The mysterious Cloaked Bandit lives in the forest of Wessex, robbing its nobility to feed peasants displaced when the current Lord usurped the lands. Now he combs the forest seeking the identity of the Bandit, unaware that in fact, she is the rightful heir to Wessex.
When the Cloaked Bandit robs a neighboring noble, Lord Collin recognizes the girl as his childhood friend. Concerned for her safety, he convinces her to stay a week in his home, far away from Lord Wessex’s soldiers. As he learns the terrible truths that led to Juliana’s impoverished circumstances, he vows to do something to help her. Her compassion for the poor moves him, and the injustice of her father’s death stirs him to outrage. But before Collin can enact a plan to right the wrongs in Juliana’s life, she slips away, her feelings for him suddenly more than she can bear. Collin pursues her, but if Lord Wessex finds her before Collin does, his love will be lost forever.
I liked the Robin Hood-ish element of the Cloaked Bandit, and the way Juliana’s band of thieves operates like a family. Fans of the series will remember Lord Collin as one of the three knights who competed for Lady Rosemarie’s hand in marriage. I enjoyed the fact that this story followed him, but I found it difficult to connect with his character. He spent a lot of time obsessing about Juliana’s or his sister’s feelings. I wanted to feel more of the warrior-knight in him, and that stronger side didn’t show until very late in the story. I also found his flippant attitude about his wealth to be a bit strange. It was okay that he started out feeling that way, but I guess I wanted to see more maturity emerge on that front? I don’t know.
Romance dominates this medieval tale. I lost track of how many times Collin or Juliana experienced butterflies in their bellies over being near each other. I had a hard time really buying into exactly why they felt this powerful attraction toward each other. It seemed like the physical attraction overshadowed the development of their relationship. It’s definitely one of those swoony, sweet stories, which is great. I think I just wanted a little more bite or something to balance out that sweetness.
If you like Melanie Dickerson’s medieval fairy tale novels, you’ll want to check out this series by Jody Hedlund. Though A Daring Sacrifice isn’t a true retelling of the story of Robin Hood, it definitely has some similarities. If you’ve already read and enjoyed A Daring Sacrifice, and you’re looking for another story with a bit of a feminist spin on Robin Hood, try Outlaws of Sherwood by Robin McKinley.
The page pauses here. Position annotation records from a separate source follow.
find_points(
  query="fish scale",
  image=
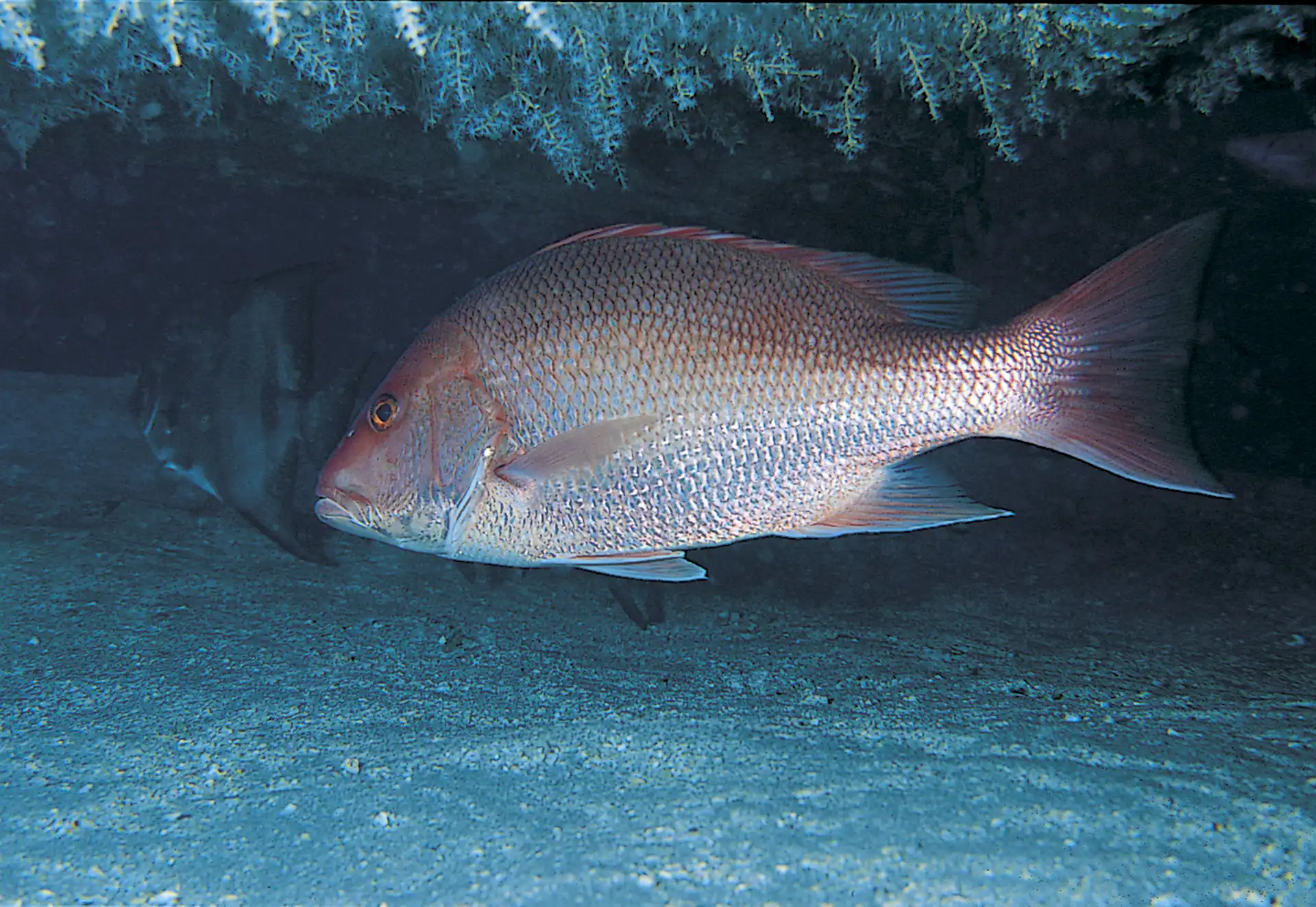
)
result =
(636, 391)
Profanity/Crude Language Content
Lots of description of tingling hands and fluttering tummies when Juliana and Collin are in close proximity to each other. A few kisses. At a midnight picnic (with a chaperone) a man places his head in a lady’s lap.
Juliana wrestles with the morality of her life as a thief. She knows her father raised her to do right, and that stealing is wrong. She looks for the courage to find another way to stand against her uncle. She prays in times of need. One young woman ends the story shaken and disillusioned about love and marriage. She joins a convent.
Juliana recalls finding pieces of her father’s body after her uncle tortured him to death. Not a lot of gory detail, but even the straight descriptions are pretty harsh. Something about a young girl finding her father’s body in pieces just can’t be anything other than disturbing to me, no matter how few details there are beyond that. Juliana’s uncle captures a young thief and tortures him in an attempt to find the location of the Cloaked Bandit. The boy suffers broken bones and having his nails removed. The torture itself isn’t described, only his injuries afterward.
Juliana’s uncle arranges to have a young woman burned to death. Later, he arranges to have a man tortured to death.
Juliana describes the servant uprising that led to her father’s death. Collin describes another battle in which soldiers and civilians are injured or killed.
Servants give ale and wine to guests at a dinner party. Collin and Juliana both drink ale.
Disclosure of Material Connection: I received this book free from the publisher through the BookSneeze.com® book review bloggers program. I was not required to write a positive review. The opinions I have expressed are my own. I am disclosing this in accordance with the Federal Trade Commission’s 16 CFR, Part 255: “Guides Concerning the Use of Endorsements and Testimonials in Advertising.”